I don't keep it a secret that I think a well documentary far surpasses any other kind of film.
I got into documentaries primarily because of Brewdog, who is himself a budding documentarian. I can distinctly the first time he introduced me to this form of storytelling. It was the summer after my sophomore year in college and he had just received the movie Grizzly Man on Netflix. We watched it and I was transfixed. The movie (for those not in the know) is the story of Tim Treadwell, a bear lover who spent 15 summers in the Alaskan wilderness before ultimately being eaten by a bear. Treadwell was clearly a very disturbed person, which made this portrait of him extremely compelling. There were also a lot of strange choices by the film maker (Werner Herzog.) For example, the filmmaker has audio tape of Treadwell being eaten by the bear, but he doesn't play it. Rather, he shows the back of his own head as he listens to the tape. Afterward he tells Treadwell's sobbing former girlfriend "you must destroy this tape... if you do not it will be the white elephant in the room for the rest of your life." It is a huge mind fuck.
Since that experience I have had an insatiable appetite for documentaries. The reason I think that documentaries are so superior to other film is simple. They document real people and real events. Real people have so many more layers to them than could ever be fabricated and put into a Hollywood script. Real people have so many more subtle motivations and strange quirky things than an actor could ever imagine when playing a part. It is those layers and subtleties that make the human drama so compelling. The other thing to consider is that documentaries are made with so much more love and care than any feature film. Documentarians go through thousands of hours of footage and work for hours not only to make a cohesive story out of disjointed interviews and footage but also to find those moments of subtlety that give us perspective on who these real life characters are.

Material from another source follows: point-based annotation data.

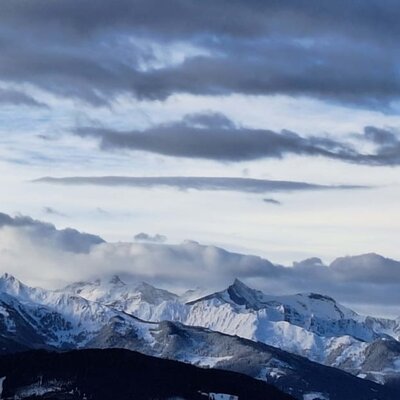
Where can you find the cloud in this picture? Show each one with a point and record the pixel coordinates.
(246, 185)
(53, 211)
(213, 136)
(272, 201)
(96, 51)
(365, 281)
(145, 237)
(45, 234)
(368, 281)
(14, 97)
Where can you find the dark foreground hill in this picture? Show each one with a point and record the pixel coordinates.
(116, 374)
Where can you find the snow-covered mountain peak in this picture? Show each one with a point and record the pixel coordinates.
(12, 286)
(115, 280)
(241, 294)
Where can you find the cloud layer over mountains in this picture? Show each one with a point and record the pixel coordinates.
(364, 282)
(341, 51)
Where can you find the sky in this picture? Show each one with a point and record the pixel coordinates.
(264, 128)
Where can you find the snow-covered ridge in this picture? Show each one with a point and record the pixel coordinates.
(309, 324)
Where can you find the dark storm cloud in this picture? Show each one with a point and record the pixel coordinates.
(272, 201)
(213, 136)
(343, 50)
(145, 237)
(246, 185)
(53, 211)
(46, 234)
(17, 98)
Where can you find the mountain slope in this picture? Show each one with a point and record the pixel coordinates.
(121, 374)
(310, 325)
(168, 340)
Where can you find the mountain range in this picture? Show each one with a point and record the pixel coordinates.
(304, 344)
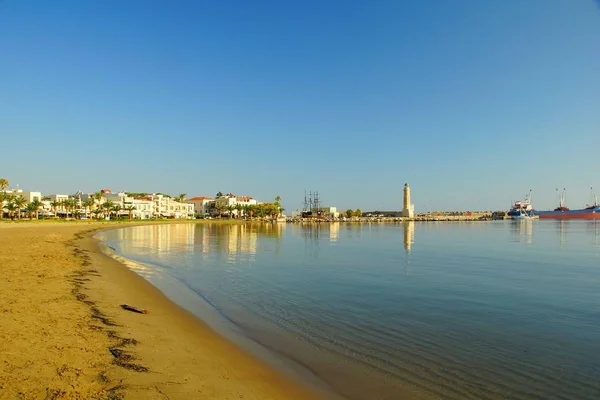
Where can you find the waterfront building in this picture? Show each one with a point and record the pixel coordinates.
(202, 205)
(233, 200)
(408, 211)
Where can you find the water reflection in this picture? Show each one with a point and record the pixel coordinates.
(238, 242)
(523, 231)
(334, 231)
(160, 239)
(562, 231)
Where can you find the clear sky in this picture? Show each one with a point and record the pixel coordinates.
(471, 102)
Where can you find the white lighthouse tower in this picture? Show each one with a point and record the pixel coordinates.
(409, 209)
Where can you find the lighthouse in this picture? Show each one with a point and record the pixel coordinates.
(408, 211)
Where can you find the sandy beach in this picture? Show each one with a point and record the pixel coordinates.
(64, 334)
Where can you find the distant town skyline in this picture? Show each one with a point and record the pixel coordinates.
(472, 103)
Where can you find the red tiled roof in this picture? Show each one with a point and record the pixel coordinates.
(200, 198)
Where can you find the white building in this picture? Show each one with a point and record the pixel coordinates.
(408, 211)
(233, 200)
(202, 205)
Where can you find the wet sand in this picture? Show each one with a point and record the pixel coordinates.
(63, 334)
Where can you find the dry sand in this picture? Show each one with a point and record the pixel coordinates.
(63, 334)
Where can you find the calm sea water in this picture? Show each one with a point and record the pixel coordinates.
(486, 310)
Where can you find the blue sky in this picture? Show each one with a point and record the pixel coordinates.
(471, 102)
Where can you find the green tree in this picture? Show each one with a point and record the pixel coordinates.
(3, 197)
(116, 208)
(70, 205)
(107, 206)
(35, 206)
(89, 205)
(11, 207)
(220, 208)
(20, 202)
(30, 210)
(54, 205)
(98, 196)
(130, 209)
(251, 210)
(239, 207)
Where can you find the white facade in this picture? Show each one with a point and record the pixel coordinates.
(28, 196)
(233, 200)
(202, 205)
(408, 210)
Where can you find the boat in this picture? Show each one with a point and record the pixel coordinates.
(562, 212)
(522, 209)
(522, 214)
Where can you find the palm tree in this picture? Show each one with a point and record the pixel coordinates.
(3, 197)
(70, 205)
(55, 204)
(98, 196)
(20, 202)
(220, 208)
(35, 206)
(239, 209)
(116, 208)
(251, 210)
(30, 210)
(88, 204)
(130, 209)
(107, 205)
(11, 208)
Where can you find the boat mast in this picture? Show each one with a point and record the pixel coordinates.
(561, 198)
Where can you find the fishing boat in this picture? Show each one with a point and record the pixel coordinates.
(522, 214)
(522, 209)
(563, 212)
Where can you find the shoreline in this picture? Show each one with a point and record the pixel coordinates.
(167, 353)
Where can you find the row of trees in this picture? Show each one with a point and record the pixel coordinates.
(263, 210)
(15, 205)
(353, 213)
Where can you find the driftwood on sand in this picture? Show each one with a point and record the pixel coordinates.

So in case you share my interest I will give you my list of the top five documentaries I enjoyed the most (although because I have a soft spot for Grizzly Man I have left it off the list.):
1) Crumb
About deranged psychedelic comic book artist R. Crumb this is one of the most critically acclaimed documentaries of all time. It goes through Crumb's impact on the American pop culture landscape by interviewing both fans and staunch critics of his work. While Crumb himself is crazy it is the portions in which his brothers are interviewed that prove most interesting to me. One brother sits on a bed of nails for the entire interview and explains that once every three days he must pass a long string through his body 9eating it then pulling it out of his rectum). The other brother still lives at home with his mother, never leaves the house and describes the reasons why he can't read contemporary literature, he prefers only 17th century French fiction. Needless to say, I find documentaries about crazy people the most enjoyable.
2) Helvetica
This is a story of the font-typeface Helvetica. Although it sounds like a rather dry subject it is actually pretty fascinating. They describe the origins of the font typeface, the various ways that fonts have evolved through the world of graphic design and the reason why Helvetica is the official font-typeface of corporate America (something like 90 large companies, including Energizer batteries and Target, have their corporate logo in Helvetica.) the really crazy thing is just how passionate people get about a simple font-typeface. Eventually, people are yelling and crying about Helvetica.
3) Word Wars.
The documentation of the 2000 (I think) national Scrabble tournament. being familiar with the national mock trial circuit let me truly appreciate this movie. There are crazy competitors who would be interesting to any watcher but the element that makes it so compelling to me is the scrabble community. There is a whole community of people that are huge celebrities to some but you and I wouldn't know them if we passed them on the street (just like in mock trial.) The best person in this movie is Marlon Hill, at the time the number 14 scrabble player in the country. Hill is an overweight pothead with dreadlocks from the ghettos of Baltimore. He constantly talks about how if he ever wins the scrabble championship he will "smoke a big fucking spliff right as I'm going to get my trophy." He also waxes on about how he hates German because "the language will take up the characteristics of the people. You got a greedy people the language gonna be greedy."
4) Mad Hot Ballroom
the story of Inner-city middle schoolers in New York who are taught ballroom dancing and are on a quest to win a city-wide competition. this movie is wonderful and the kids are just so darned cute.
5) Frontrunners
This follows the election for student body president in an extremely competitive private school. It is strange because although it is a high school election that I have no reason to care about it is great to watch. It serves as a microcosm for all politics. They discuss the reasons that certain people win that trace directly to the rational in the American people during national elections.